Las Vegas Sun

March 28, 2024

Spirit Airlines cancels flights through Tuesday

Spirit Airlines is canceling all of its flights through Tuesday, stranding thousands more passengers as a pilot's strike continues into its second day.

The discount carrier said on its website Sunday that all Spirit Airlines flights have been cancelled through June 15. Spirit pilots walked off the job Saturday amid an ongoing contract dispute with the airline that has lasted for more than three years. Spirit pilots have said their pay lags behind competitors such as AirTran Airways and JetBlue.

"None of the planes are moving and none of our pilots have crossed the picket line," Paul Hopkins, strike committee chairman of Spirit's unit of The Air Line Pilots Association, said Sunday.

The disruptions include the air carrier's Las Vegas flights. Spirit flies nonstop from McCarran International Airport to Detroit and Fort Lauderdale. The airline accounts for less than 1 percent of McCarran's passenger traffic.

The privately held airline, based in Miramar, Fla., carries 16,680 passengers per day - about 1 percent of the U.S. total - mostly between the eastern U.S. and the Caribbean and Latin America. Spirit's CEO said this weekend that no talks were scheduled with picketing pilots.

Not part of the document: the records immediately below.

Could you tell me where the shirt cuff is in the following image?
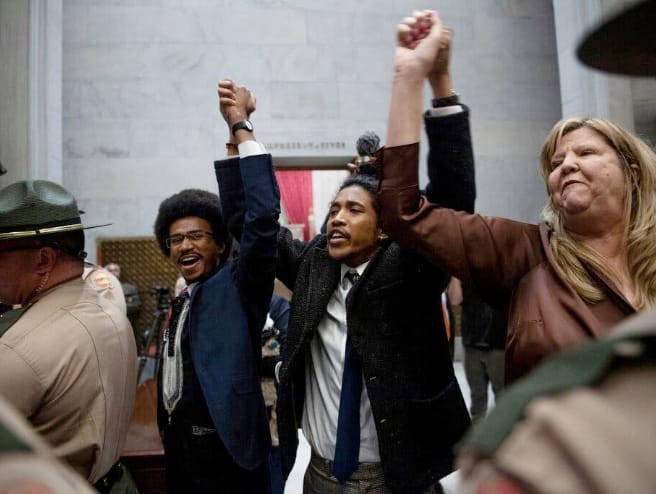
[426,105,463,117]
[237,141,267,158]
[273,360,282,383]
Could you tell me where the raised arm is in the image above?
[380,11,544,305]
[424,26,476,213]
[217,79,280,336]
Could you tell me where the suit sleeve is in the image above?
[214,154,246,240]
[424,107,476,213]
[215,154,280,352]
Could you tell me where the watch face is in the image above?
[232,120,253,135]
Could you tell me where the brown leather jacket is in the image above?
[380,144,635,383]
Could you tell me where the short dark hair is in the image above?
[154,189,231,263]
[337,173,380,216]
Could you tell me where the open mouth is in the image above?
[328,230,349,246]
[178,254,200,269]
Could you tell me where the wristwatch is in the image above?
[232,120,253,135]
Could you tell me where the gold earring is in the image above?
[34,272,50,295]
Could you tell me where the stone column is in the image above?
[0,0,63,186]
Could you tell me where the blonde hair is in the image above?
[540,118,656,309]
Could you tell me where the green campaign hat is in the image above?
[0,180,107,240]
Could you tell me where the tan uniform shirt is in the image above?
[0,396,96,494]
[0,278,137,483]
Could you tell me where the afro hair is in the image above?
[154,189,232,263]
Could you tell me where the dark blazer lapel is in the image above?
[303,248,341,337]
[349,243,399,296]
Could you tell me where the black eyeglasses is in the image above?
[164,230,214,249]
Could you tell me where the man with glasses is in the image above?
[155,80,280,493]
[0,180,137,492]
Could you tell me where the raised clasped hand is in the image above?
[394,10,450,79]
[218,79,256,125]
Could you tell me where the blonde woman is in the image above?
[380,11,656,382]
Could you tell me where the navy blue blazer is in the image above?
[169,154,280,469]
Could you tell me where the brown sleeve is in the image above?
[380,144,545,303]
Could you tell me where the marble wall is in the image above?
[62,0,561,258]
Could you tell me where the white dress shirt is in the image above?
[301,262,380,463]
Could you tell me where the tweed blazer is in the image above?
[277,228,469,493]
[215,108,476,494]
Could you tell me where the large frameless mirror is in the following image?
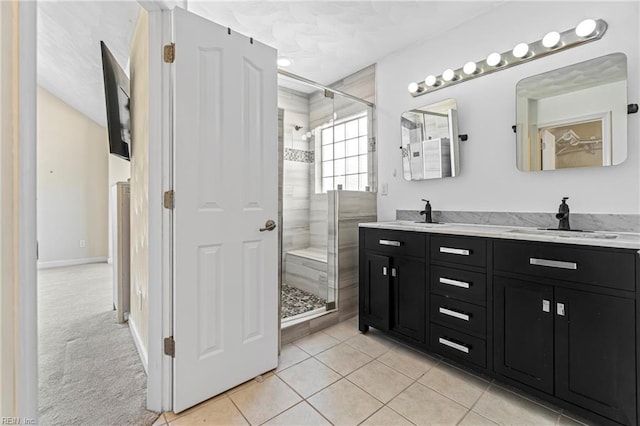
[400,99,459,180]
[516,53,627,172]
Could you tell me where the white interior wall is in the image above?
[376,1,640,220]
[37,87,109,267]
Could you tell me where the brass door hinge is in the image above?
[164,336,176,358]
[164,189,176,210]
[164,43,176,64]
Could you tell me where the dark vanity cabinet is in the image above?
[493,242,637,424]
[359,227,640,425]
[359,228,427,343]
[429,235,487,368]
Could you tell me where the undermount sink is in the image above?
[507,229,618,240]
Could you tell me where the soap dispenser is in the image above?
[556,197,571,231]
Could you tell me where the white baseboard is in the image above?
[129,315,149,375]
[38,256,107,269]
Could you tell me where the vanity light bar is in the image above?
[407,19,607,97]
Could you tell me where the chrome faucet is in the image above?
[420,198,433,223]
[556,197,571,231]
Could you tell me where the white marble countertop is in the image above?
[359,220,640,250]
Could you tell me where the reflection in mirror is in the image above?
[516,53,627,171]
[400,99,459,180]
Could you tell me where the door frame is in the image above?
[10,0,176,419]
[0,0,38,419]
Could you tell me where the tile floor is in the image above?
[155,317,582,426]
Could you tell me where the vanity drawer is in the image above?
[430,294,487,336]
[431,265,487,304]
[431,236,487,267]
[431,324,487,368]
[493,241,635,291]
[364,229,427,259]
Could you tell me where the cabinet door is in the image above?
[494,277,553,393]
[391,257,427,342]
[361,253,391,330]
[555,288,636,424]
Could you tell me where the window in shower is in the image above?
[319,112,369,192]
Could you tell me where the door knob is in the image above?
[260,219,276,232]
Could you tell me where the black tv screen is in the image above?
[100,41,131,160]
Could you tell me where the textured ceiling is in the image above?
[38,0,504,125]
[37,1,140,126]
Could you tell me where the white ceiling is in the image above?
[38,0,506,125]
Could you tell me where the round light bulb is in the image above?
[442,68,456,81]
[277,58,293,67]
[462,62,478,75]
[576,19,596,37]
[511,43,529,58]
[424,75,438,87]
[487,52,502,67]
[542,31,560,49]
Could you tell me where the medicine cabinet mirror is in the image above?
[516,53,627,172]
[400,99,460,180]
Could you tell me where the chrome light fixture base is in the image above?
[409,19,607,98]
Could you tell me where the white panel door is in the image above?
[173,9,279,412]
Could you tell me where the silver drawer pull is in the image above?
[438,306,469,321]
[438,337,469,354]
[440,277,469,288]
[440,247,471,256]
[529,257,578,269]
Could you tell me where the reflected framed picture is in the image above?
[538,111,611,170]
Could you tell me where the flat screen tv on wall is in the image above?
[100,41,132,160]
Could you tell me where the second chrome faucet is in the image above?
[420,198,433,223]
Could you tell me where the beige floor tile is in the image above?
[293,331,340,355]
[387,383,469,425]
[151,413,167,426]
[347,361,413,404]
[361,407,413,426]
[170,397,249,426]
[458,411,497,426]
[229,376,301,424]
[276,344,311,371]
[307,379,382,426]
[265,401,331,426]
[322,320,360,342]
[315,343,372,376]
[226,371,275,395]
[418,363,489,408]
[345,332,396,358]
[473,385,558,425]
[378,346,438,379]
[278,358,342,398]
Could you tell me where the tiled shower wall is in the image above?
[278,87,313,253]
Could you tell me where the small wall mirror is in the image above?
[516,53,627,172]
[400,99,459,180]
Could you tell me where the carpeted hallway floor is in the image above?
[38,263,158,425]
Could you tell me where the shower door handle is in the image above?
[260,219,276,232]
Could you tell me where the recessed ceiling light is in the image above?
[278,58,293,67]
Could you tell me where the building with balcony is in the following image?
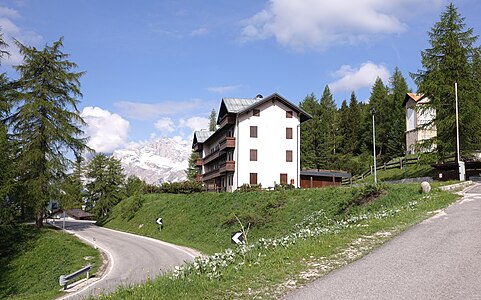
[403,93,437,154]
[192,93,311,191]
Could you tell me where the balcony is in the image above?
[202,169,220,181]
[219,136,235,151]
[203,150,221,165]
[219,160,235,174]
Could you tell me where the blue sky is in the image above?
[0,0,481,152]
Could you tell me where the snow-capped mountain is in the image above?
[112,138,192,184]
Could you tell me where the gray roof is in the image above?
[300,170,351,178]
[222,98,262,113]
[194,130,214,143]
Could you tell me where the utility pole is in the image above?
[371,107,377,185]
[454,82,466,181]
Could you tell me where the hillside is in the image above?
[96,184,457,299]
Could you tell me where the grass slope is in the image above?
[96,184,457,299]
[0,225,102,299]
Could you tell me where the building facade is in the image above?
[403,93,437,154]
[192,93,311,191]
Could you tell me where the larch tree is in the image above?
[319,85,339,168]
[386,67,409,159]
[0,32,17,224]
[86,154,125,218]
[411,3,481,158]
[209,109,217,131]
[299,93,322,169]
[9,38,86,227]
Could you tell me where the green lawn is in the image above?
[0,225,102,299]
[96,184,458,299]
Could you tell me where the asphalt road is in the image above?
[284,184,481,300]
[57,221,198,299]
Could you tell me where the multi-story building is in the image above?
[192,93,311,191]
[403,93,437,154]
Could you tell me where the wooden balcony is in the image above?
[219,160,235,174]
[202,169,220,181]
[203,150,220,165]
[219,137,235,151]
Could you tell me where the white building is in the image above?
[403,93,437,154]
[192,93,311,191]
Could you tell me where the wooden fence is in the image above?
[342,156,419,185]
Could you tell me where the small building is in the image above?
[403,93,437,154]
[300,170,351,188]
[192,93,311,191]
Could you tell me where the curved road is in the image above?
[284,184,481,300]
[57,221,199,300]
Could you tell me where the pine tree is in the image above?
[86,154,125,218]
[363,77,391,160]
[58,157,85,209]
[386,67,409,159]
[209,109,217,131]
[319,85,338,168]
[299,93,321,169]
[185,151,199,181]
[9,38,86,227]
[411,3,481,158]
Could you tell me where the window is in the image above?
[250,149,257,161]
[286,150,292,162]
[286,127,292,139]
[249,173,257,184]
[251,126,257,137]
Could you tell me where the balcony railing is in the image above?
[219,160,235,174]
[219,136,235,151]
[202,169,220,181]
[203,137,235,165]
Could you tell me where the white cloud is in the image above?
[206,84,242,94]
[189,27,209,36]
[179,117,209,131]
[114,99,201,120]
[241,0,445,50]
[329,61,389,92]
[81,106,130,153]
[0,6,43,66]
[155,118,175,132]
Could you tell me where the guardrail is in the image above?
[58,264,92,290]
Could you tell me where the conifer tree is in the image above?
[299,93,321,169]
[386,67,409,159]
[9,38,86,226]
[86,154,125,218]
[411,3,481,158]
[319,85,338,168]
[209,109,217,131]
[363,77,390,159]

The shutdown continues to cause major problems for Spirit's flyers. The airline said it is refunding fares for flights Saturday through Tuesday plus offering a $100 credit toward future flights as it tries to get its passengers booked onto other airlines.

But people who needed to replace their Spirit tickets found the cost of same-day fares on other airlines was two- to three times more than their tickets.

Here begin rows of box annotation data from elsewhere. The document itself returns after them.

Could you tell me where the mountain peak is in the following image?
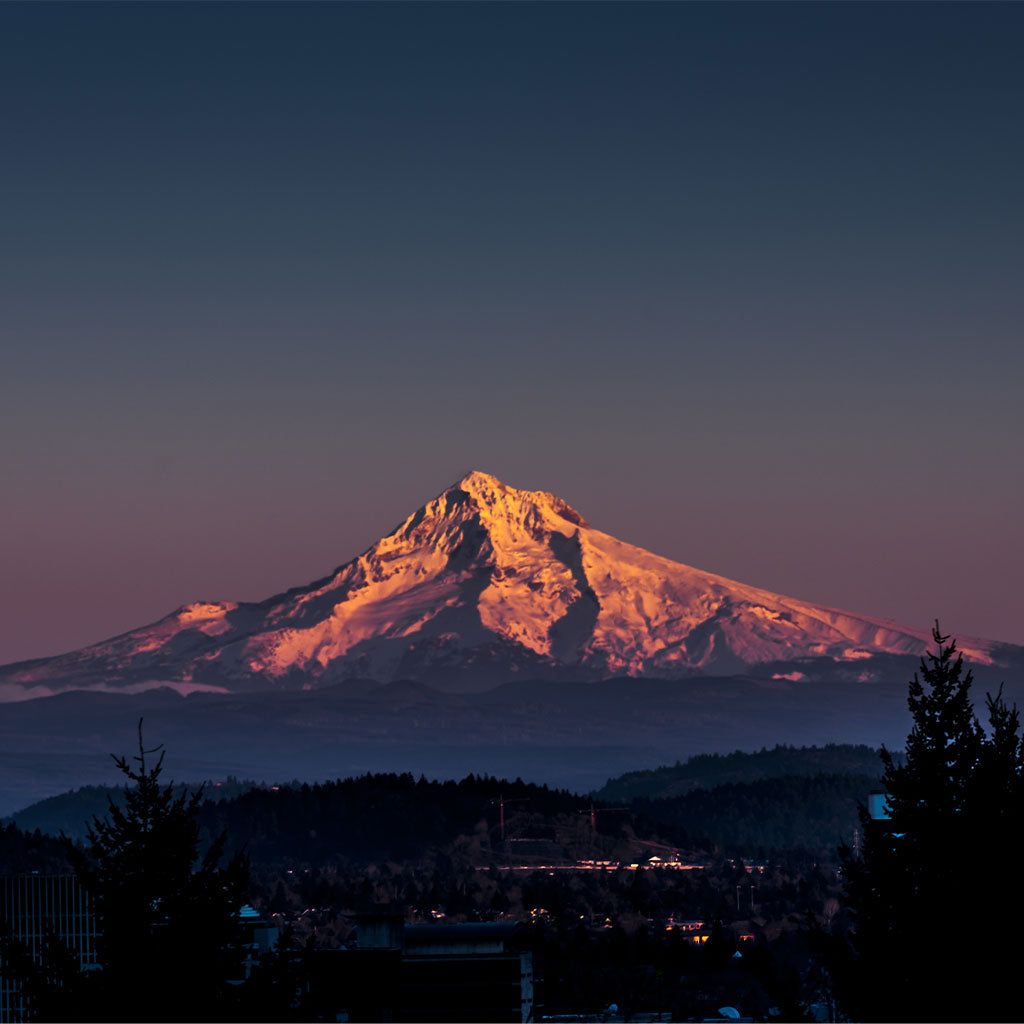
[0,470,1018,689]
[449,469,590,527]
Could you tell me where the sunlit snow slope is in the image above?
[0,472,1006,699]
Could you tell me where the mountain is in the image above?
[0,472,1021,699]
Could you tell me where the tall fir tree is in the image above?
[69,720,249,1021]
[833,623,1024,1021]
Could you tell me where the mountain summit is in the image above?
[0,472,1005,695]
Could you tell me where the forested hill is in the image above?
[594,743,882,803]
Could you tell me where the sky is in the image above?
[0,3,1024,663]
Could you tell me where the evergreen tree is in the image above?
[69,720,249,1021]
[830,623,1024,1021]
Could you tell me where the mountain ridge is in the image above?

The company has offered to raise pilot pay by 30 percent over five years, although work rule changes mean pilots would have to fly more to earn that money. Spirit's offer also kept a four-day break between every pilot trip, something the company said no other ALPA contract has. The offer also included a $3,000 signing bonus and a larger retirement plan match.

But Capt. Sean Creed, chairman of the Air Lines Pilot Association group at Spirit, said Sunday that the company's offer only matches inflation. He said that he's looking to have wages for Spirit pilots competitive with those at rivals like JetBlue Airways Corp.

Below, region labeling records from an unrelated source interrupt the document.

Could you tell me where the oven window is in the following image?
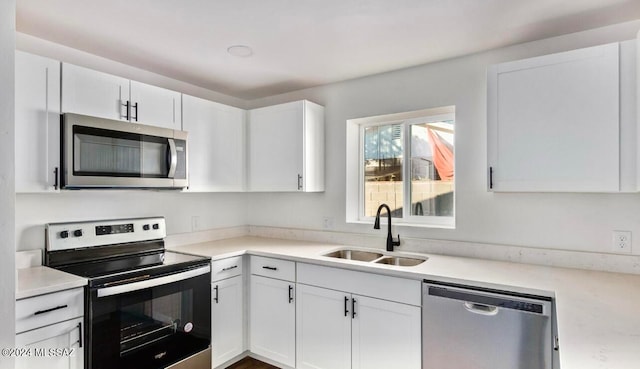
[87,273,211,369]
[120,290,193,356]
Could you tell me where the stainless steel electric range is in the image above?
[45,217,211,369]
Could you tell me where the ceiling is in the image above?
[16,0,640,100]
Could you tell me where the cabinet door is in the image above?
[248,101,304,191]
[16,318,84,369]
[249,275,296,367]
[182,95,245,192]
[488,43,620,192]
[351,295,422,369]
[296,284,352,369]
[211,276,244,368]
[62,63,129,120]
[15,51,60,192]
[131,81,182,130]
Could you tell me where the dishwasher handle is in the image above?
[464,301,498,316]
[425,285,549,316]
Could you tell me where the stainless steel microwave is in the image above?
[60,113,189,189]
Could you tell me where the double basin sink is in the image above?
[324,249,427,267]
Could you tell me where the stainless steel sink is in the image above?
[324,249,382,261]
[376,256,427,266]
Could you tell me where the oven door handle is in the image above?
[98,265,211,297]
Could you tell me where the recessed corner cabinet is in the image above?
[182,95,246,192]
[247,100,324,192]
[487,41,637,192]
[15,51,60,192]
[62,63,182,130]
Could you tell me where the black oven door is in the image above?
[87,266,211,369]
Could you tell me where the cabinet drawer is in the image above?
[16,288,84,333]
[211,256,242,282]
[251,256,296,281]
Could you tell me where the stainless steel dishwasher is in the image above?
[422,281,557,369]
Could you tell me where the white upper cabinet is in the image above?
[62,63,182,130]
[15,51,60,192]
[131,81,182,130]
[247,100,324,192]
[487,43,636,192]
[62,63,129,121]
[182,95,246,192]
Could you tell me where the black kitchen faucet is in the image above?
[373,204,400,251]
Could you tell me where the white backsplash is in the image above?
[127,226,640,274]
[248,226,640,274]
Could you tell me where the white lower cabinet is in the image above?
[351,295,422,369]
[211,275,244,368]
[15,318,84,369]
[296,285,421,369]
[249,275,296,367]
[296,284,352,369]
[15,288,84,369]
[296,263,422,369]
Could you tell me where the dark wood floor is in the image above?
[227,357,278,369]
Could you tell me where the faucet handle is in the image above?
[391,233,400,246]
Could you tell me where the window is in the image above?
[347,107,455,227]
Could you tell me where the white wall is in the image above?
[0,0,16,369]
[15,190,246,251]
[247,21,640,254]
[15,33,246,251]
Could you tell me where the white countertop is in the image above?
[173,237,640,369]
[16,266,87,300]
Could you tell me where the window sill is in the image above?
[347,217,456,229]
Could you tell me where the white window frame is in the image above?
[346,106,456,228]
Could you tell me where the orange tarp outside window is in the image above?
[427,129,453,180]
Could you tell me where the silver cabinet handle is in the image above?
[76,323,82,348]
[121,100,131,122]
[344,296,349,316]
[351,298,356,319]
[33,305,69,315]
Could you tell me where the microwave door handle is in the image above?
[167,138,178,178]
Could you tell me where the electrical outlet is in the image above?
[191,215,200,232]
[613,231,631,254]
[322,217,333,229]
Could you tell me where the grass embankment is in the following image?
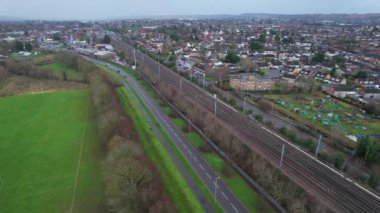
[165,108,274,212]
[0,90,104,212]
[117,88,203,212]
[121,78,223,212]
[113,64,274,212]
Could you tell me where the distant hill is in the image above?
[0,16,21,21]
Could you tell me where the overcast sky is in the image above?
[0,0,380,20]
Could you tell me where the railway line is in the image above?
[114,39,380,212]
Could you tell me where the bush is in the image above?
[255,114,263,122]
[334,153,344,169]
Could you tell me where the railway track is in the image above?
[114,40,380,212]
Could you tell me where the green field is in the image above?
[267,95,380,135]
[40,62,82,80]
[117,88,203,212]
[0,90,104,212]
[110,63,274,212]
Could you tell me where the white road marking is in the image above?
[222,192,228,200]
[206,172,211,179]
[230,203,239,212]
[199,164,205,171]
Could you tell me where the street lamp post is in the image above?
[214,177,220,202]
[203,74,206,89]
[214,94,217,115]
[243,97,247,113]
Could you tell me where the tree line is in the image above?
[140,66,326,212]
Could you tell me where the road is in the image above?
[102,61,248,213]
[114,38,380,212]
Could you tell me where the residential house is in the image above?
[230,73,275,91]
[282,73,299,84]
[326,85,357,98]
[360,88,380,99]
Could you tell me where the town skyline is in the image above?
[0,0,380,20]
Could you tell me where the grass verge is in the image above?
[117,88,203,212]
[112,62,274,212]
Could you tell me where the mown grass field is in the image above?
[0,90,104,212]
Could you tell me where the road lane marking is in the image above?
[206,172,211,180]
[230,203,239,212]
[199,164,205,171]
[222,192,228,200]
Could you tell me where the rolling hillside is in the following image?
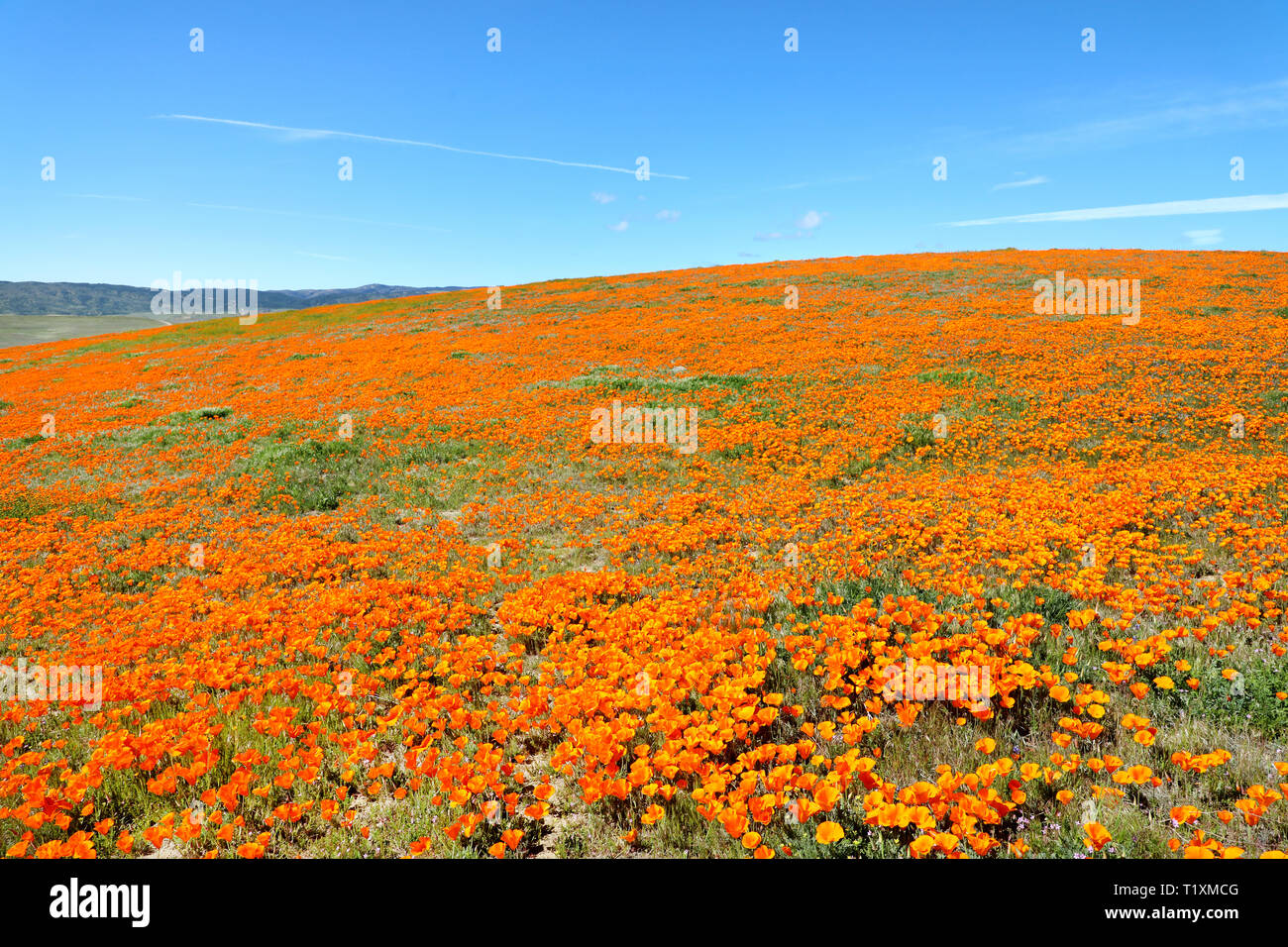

Creed noted that a captain with 10 years experience at JetBlue earns about $158 an hour; that compares with $138 an hour for a Spirit captain with 15 years experience.

"We are looking for parity," he said. He noted the proposed increase is good but "it's spread out too far."

Spirit CEO Ben Baldanza said in an interview Saturday that he hoped to get some of Spirit's 31 aircraft flying soon with management pilots or others who cross the picket line, but no such flights have yet taken place. Baldanza said that Spirit has made money over the past year and a half. He said he knew its pilots would need raises.

The carrier has about 440 active pilots.

The strike is being closely watched in the industry because pilots at much larger carriers, including AMR Corp.'s American Airlines, are also locked in tough negotiations.

The last strike at a major carrier was in 2005, when Northwest Airlines mechanics walked off the job rather than accept deep pay cuts. The strike failed after Northwest replaced them.

Sun staff contributed to this report.